Here are a few of the provisions our analysts will be examining more closely in the coming days and weeks:
- We are dismayed that the final rule on Section 1502 will allow corporations to describe the origin of their conflict minerals—tin, tungsten, tantalum and gold—as “undeterminable” for two years (four years for small corporations). It has already been two years since passage of the legislation. If many corporations plead ignorance, implementation will be further delayed at a time of continuing violence and atrocities in eastern DRC.
- On the plus side, the rules will apply to companies registered on U.S. stock exchanges regardless of their size, and corporations will be required to file their reports in a publicly accessible form. Such corporate disclosures will help investors to gauge reputational, regulatory, legal and operational risks associated with their investments in DRC and other resource-rich countries.
- Under Section 1504, corporations are now required to make public any payments over $100,000 that they make to governments for the extraction of oil, natural gas or minerals. The SEC has chosen not to define “project”-level reporting, so further study is needed to determine whether the guidance will provide investors with the information they need to evaluate possible exposure to corruption, abuses and weak governance.
- The SEC upheld the principle of transparency by not allowing corporations required to report under Section 1504 to hide behind the laws of countries that want to keep payments secret. Such laws can be used by despotic regimes to prevent citizens from finding out how their nation’s resource wealth is being used, protecting the flow of funds used to perpetrate atrocities.
Although the rules are finally in place, the work has only begun. Industry lobbies such as the American Petroleum Institute and the Chamber of Commerce have aggressively opposed these disclosure requirements, and they are not likely to give up easily.

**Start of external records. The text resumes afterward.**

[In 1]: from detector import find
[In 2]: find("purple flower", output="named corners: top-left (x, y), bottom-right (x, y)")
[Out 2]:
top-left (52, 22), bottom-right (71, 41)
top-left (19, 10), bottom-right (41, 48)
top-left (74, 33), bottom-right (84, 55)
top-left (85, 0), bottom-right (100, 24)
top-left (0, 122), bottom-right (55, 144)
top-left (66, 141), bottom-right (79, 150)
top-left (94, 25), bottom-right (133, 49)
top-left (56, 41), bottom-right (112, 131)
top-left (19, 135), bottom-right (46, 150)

United to End Genocide will join with partner organizations including Global Witness, the Enough Project, International Corporate Accountability Roundtable, and the Publish What You Pay Coalition to defend, strengthen and advance effective implementation of the new rules. Investor members of the Conflict Risk Network will be urging corporations to implement the rules quickly and comprehensively, and holding them accountable to their obligations to source minerals responsibly and operate transparently.